Reviews of A Dangerous Master

“Hordes of technologies emerge in lockstep with warnings of their risks. Ethicist Wendell Wallach sorts the hysteria from the hazards in this magisterial study.”


“This book is a must-read for venture capitalists, investors, asset managers, HFT firms and day traders – as well as concerned civic leaders and politicians.”

—Hazel Henderson, Seeking Alpha

“This appeal for deliberate and thoughtful approaches to humankind’s future will find its audience among those interested in ethics, public policy, and the future of health care.”

Library Journal

“[T]his thoughtful polemic convincingly argues that ‘In striving to answer the question “can we do this?” too few ask “should we do this?”’…. Readers will admire this astute analysis while harboring the uneasy feeling that the barn door seems stuck open.”

Publishers Weekly

“A well-mounted argument that deserves wide consideration.”

Kirkus Reviews

“Wendell Wallach, it seems, is always a few years ahead of the rest of us. In this marvelous book, he takes us to the technological frontier and shows us where, why, and how our most promising technologies could turn on us. Wallach is levelheaded and thoughtful, combining his encyclopedic knowledge of emerging technology with a sense of history and an abiding respect for humanity. A Dangerous Master is fascinating, important, and—in defiance of its own gravity—a joy to read.”

—Joshua Greene, Director, Harvard Moral Cognition Lab and author of Moral Tribes

“This timely book offers a balanced assessment of the upsides and risks of a wide range of fast-developing technologies.

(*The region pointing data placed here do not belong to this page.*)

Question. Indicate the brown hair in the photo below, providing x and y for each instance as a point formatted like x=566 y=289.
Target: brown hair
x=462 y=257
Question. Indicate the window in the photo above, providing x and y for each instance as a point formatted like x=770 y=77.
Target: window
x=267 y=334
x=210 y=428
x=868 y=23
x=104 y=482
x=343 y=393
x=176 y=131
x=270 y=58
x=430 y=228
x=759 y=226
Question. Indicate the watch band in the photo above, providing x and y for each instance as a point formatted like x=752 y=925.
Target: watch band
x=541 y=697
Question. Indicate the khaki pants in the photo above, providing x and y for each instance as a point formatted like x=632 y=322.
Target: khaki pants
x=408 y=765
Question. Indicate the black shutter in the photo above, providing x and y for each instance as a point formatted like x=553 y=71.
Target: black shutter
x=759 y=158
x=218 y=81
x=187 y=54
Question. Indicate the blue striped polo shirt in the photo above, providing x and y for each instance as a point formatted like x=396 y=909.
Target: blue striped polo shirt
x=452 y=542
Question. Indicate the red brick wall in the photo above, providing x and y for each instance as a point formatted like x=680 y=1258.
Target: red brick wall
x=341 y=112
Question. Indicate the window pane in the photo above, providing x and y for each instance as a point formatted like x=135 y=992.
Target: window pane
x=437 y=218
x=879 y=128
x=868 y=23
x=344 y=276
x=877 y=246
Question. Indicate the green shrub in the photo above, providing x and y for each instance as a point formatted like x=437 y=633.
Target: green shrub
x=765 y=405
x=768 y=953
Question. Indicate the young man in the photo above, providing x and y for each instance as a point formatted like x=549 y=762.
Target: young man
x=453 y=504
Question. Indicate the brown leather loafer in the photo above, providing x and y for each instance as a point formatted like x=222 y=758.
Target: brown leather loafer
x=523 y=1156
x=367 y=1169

It helps us to think more clearly about what the world will be like in 2050, and deserves a wide readership.”

—Martin Rees, Emeritus Professor of Cosmology and Astrophysics, University of Cambridge, and author of Universe and Just Six Numbers

“When it comes to technology, humanity is playing for supremely high stakes—and it’s a game we can’t walk away from. In his new book A Dangerous Master, Wendell Wallach surveys a wide range of technological risks, and proposes how we humans may evade disaster, leaving the possibility of wondrously good outcomes.”

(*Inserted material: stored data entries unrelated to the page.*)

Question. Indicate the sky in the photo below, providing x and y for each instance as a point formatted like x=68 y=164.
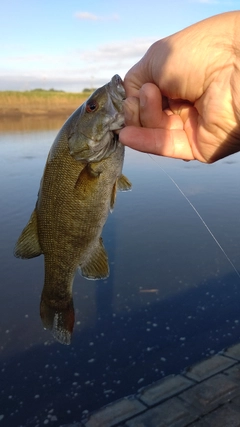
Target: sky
x=71 y=45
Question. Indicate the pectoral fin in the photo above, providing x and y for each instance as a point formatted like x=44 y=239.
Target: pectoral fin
x=96 y=266
x=123 y=184
x=28 y=245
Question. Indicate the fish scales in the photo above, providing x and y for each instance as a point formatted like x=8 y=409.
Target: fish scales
x=78 y=188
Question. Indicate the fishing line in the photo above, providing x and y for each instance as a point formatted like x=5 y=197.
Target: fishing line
x=199 y=216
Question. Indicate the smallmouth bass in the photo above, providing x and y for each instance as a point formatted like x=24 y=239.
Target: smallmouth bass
x=82 y=175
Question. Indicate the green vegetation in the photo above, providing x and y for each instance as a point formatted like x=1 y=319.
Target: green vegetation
x=40 y=101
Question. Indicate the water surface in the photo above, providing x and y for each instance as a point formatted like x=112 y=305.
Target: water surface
x=172 y=297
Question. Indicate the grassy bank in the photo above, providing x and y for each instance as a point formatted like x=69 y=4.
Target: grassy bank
x=39 y=102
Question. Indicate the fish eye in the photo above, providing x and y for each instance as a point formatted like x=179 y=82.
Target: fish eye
x=91 y=106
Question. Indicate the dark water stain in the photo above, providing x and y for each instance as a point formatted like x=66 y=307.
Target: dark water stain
x=172 y=297
x=119 y=354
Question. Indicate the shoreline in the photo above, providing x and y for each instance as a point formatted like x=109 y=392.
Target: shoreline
x=39 y=103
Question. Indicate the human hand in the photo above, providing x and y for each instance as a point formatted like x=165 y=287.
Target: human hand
x=183 y=97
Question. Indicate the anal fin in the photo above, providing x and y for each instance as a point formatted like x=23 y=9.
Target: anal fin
x=96 y=266
x=28 y=245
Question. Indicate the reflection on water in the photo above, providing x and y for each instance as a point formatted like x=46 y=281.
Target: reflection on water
x=31 y=123
x=172 y=297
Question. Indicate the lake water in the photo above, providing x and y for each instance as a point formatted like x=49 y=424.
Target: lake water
x=172 y=297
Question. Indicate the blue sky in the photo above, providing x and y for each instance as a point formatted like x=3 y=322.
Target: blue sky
x=72 y=44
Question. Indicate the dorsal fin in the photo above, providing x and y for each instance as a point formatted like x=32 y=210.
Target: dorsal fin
x=28 y=245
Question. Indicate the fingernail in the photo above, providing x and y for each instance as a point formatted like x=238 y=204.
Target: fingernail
x=143 y=99
x=128 y=114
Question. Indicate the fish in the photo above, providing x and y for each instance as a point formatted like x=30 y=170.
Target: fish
x=82 y=174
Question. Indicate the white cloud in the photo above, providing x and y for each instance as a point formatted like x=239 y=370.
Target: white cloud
x=120 y=50
x=91 y=17
x=71 y=70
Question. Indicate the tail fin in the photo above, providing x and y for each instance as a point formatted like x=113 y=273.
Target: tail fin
x=60 y=321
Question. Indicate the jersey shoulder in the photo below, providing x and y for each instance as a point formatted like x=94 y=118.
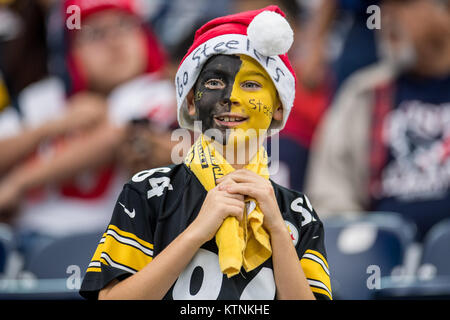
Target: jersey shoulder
x=295 y=203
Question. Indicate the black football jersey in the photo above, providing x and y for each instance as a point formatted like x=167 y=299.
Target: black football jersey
x=158 y=204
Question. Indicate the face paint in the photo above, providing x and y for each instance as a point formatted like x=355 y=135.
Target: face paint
x=213 y=88
x=254 y=95
x=235 y=95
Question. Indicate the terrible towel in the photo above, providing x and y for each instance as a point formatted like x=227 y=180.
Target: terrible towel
x=245 y=244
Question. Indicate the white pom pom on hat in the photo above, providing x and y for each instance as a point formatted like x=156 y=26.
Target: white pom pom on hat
x=270 y=33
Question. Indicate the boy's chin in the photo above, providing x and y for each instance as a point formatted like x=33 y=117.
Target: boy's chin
x=239 y=138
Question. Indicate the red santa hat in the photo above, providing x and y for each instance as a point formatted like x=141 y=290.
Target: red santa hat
x=263 y=34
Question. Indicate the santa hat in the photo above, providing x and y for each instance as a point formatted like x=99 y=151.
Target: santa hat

—Vernor Vinge, author of A Fire Upon the Deep and Rainbows End

“It is increasingly difficult to weigh the risks associated with new technologies against the benefits they may bring. Experts often disagree, the public is not certain whose views to trust, and politicians and the market take short-term perspectives that may not be best in deciding whether or not to plunge ahead in the face of uncertainty. A Dangerous Master gives us a balanced and timely guide to navigating the troubled waters of decision-making when new technologies appear. Read it—your uncertainty may not diminish but your ability to cope with it will increase.”

—Arthur Caplan, Drs. William F. and Virginia Connolly Mitty Professor of Bioethics, New York University Langone Medical Center

“Wendell Wallach has done all of us a service. He has alerted us in detail, and provocatively, that there are dangers as well as gains in our national romance with innovative technologies. Like all heated romances, they can be full of drama and distress, but hard to ignore. His account of the troubled technology romance is well told, and it is one we need to hear.”

—Daniel Callahan, President Emeritus, The Hastings Center

“It would be hard to find a more thoughtful, better prepared guide through the difficult terrain of emerging technologies than Wendell Wallach, as he demonstrates yet again in this comprehensive, erudite, and highly readable book. This is a must read volume for anyone who wants to understand the world we have already created, not to mention the one that is rapidly coming into being as technological evolution, already fast, continues to accelerate.”

—Braden Allenby, Professor of Civil and Environmental Engineering, Arizona State University

“Wendell Wallach’s A Dangerous Master does a masterful job of describing in an accessible but precise manner the emerging technologies that will transform our lives and society while also delving into the profound and fascinating ethical and social implications of these technologies.”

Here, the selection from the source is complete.